CHAPTER 6

CHAPTER 6

Providing that genes assort independently, the product and summation laws can be used to predict the phenotypic and genotypic ratios from crosses.

The phenotypic and genotypic ratios for F2 of a dihybrid cross where the genes are on different chromosomes are:

Genotypic- 1:2:1:2:4:2:1:2:1

Phenotypic- 9:3:3:1

The recombination frequency (RF) is 50%

If an individual that is a double heterozygote (AaBb) is test crossed the phenotypic ratios of the offspring are:

1:1:1:1

If genes are located on the same chromosome they are said to be linked. Linked alleles for different genes will segregate to the same gametes unless a crossing over occurs between them during prophase I of meiosis. If an individual is doubly heterozygous for two genes the alleles may be arranged in a cis configuration (wild types together and mutants together) or they may be in a trans configuration (wild type allele with a mutant allele).

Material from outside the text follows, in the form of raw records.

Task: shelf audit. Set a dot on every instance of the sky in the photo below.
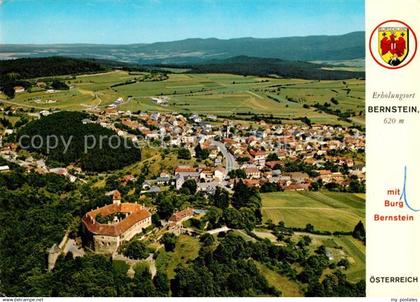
(147, 21)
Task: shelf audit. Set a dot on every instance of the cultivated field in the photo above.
(220, 94)
(326, 211)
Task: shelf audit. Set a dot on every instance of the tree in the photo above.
(245, 196)
(165, 208)
(344, 263)
(232, 218)
(184, 153)
(169, 241)
(161, 283)
(359, 231)
(213, 216)
(200, 153)
(221, 198)
(248, 218)
(136, 250)
(190, 185)
(207, 239)
(238, 173)
(194, 281)
(272, 157)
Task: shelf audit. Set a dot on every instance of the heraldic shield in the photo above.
(393, 44)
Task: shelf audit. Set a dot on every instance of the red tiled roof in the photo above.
(116, 195)
(184, 169)
(181, 215)
(136, 214)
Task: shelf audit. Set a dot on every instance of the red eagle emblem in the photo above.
(393, 45)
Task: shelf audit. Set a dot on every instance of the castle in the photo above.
(125, 221)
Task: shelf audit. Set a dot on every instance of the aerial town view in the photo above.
(206, 163)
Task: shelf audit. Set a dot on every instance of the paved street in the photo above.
(231, 163)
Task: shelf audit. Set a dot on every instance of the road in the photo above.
(231, 163)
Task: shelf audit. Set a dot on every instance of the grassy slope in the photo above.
(326, 211)
(281, 283)
(186, 249)
(206, 93)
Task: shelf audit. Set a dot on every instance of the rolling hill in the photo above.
(322, 48)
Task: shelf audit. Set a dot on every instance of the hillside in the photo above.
(244, 65)
(76, 143)
(340, 47)
(51, 66)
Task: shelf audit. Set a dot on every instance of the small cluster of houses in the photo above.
(260, 150)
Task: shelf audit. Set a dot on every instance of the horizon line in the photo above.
(170, 41)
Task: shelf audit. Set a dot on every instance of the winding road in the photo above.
(231, 163)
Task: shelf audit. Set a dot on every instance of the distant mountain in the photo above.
(311, 48)
(244, 65)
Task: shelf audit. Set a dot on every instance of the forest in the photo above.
(15, 72)
(244, 65)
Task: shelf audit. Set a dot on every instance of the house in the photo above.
(181, 216)
(219, 173)
(19, 89)
(252, 172)
(4, 168)
(298, 177)
(297, 187)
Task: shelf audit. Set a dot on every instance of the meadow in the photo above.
(220, 94)
(326, 211)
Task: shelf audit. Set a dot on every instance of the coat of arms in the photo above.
(393, 44)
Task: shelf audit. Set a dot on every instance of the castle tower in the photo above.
(116, 197)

The further apart two genetic loci are on a chromosome, the greater the probability of a crossing over occurring between these loci. Therefore, the recombination frequency can be used to establish an index of how far apart loci are located on the chromosome. Such a procedure establishes a linkage map. 1% RF represents 1 centiMorgan. When two genetic loci are studied the maximum RF is 50%. Therefore, if loci are widely separated on a chromosome they effectively assort independently of each other.

When three genetic loci are studied the arrangement of the genes can be established. This is called a three point cross. In a three point cross, a triple heterozygote individual is test crossed so that the relative frequency of offspring reflect the relative frequency of gametes produced by the tested individual. The two most common offspring types reflect the linkage groups (parental types). The two least frequent recombinants reflect the cases involving double crossing over events. Each parent will have two alleles in common with one or the other double crossover recombinant. The allele that differs is the centrally located locus. The distance between the central locus and an end locus is calculated by adding the relevant single cross over and double cross over recombinants and dividing this sum by the total number of offspring. The distance between the two outer loci must be determined by summing the two internal distances.

Often a crossing over influences the likelihood of a nearby crossing over. We can calculate the expected number of double crossing overs using the product rule on the probabilities of the two single crossing overs. Dividing the observed double crossing overs by the expected double crossing overs yields a quantity called the coefficient of coincidence (coc). Interference = 1 - coc.

Because of sampling problems, the observed phenotypic ratios will usually not be exactly what are expected based on theoretical considerations. We would like to assess whether any differences we observe are meaningfully different than what we expect. To do this we establish a null hypothesis based on our expectations and then use statistical techniques to see if the observed results are too inconsistent with our hypothesis for us to accept it as likely. To do this, we calculate an index that reflects the difference between our observations and expectations. This index is then compared to a critical value established by statisticians that will only be exceeded by chance with a certain probability P. Scientists often choose P=0.05. A common index used is the chi-squared statistic (Table 5-2). To use this technique you must obtain a critical value from the appropriate row in Table 5-2. The appropriate row is equal to the number of phenotypic categories minus one (e.g. for the F2 of a dihybrid 9:3:3:1; the row is 3).

Chi-squared statistic= ∑ (observed-expected)²/expected

This procedure disregards the possibility of differential viability of meiotic products. A technique that handles such a situation is a Contingency Table Analysis.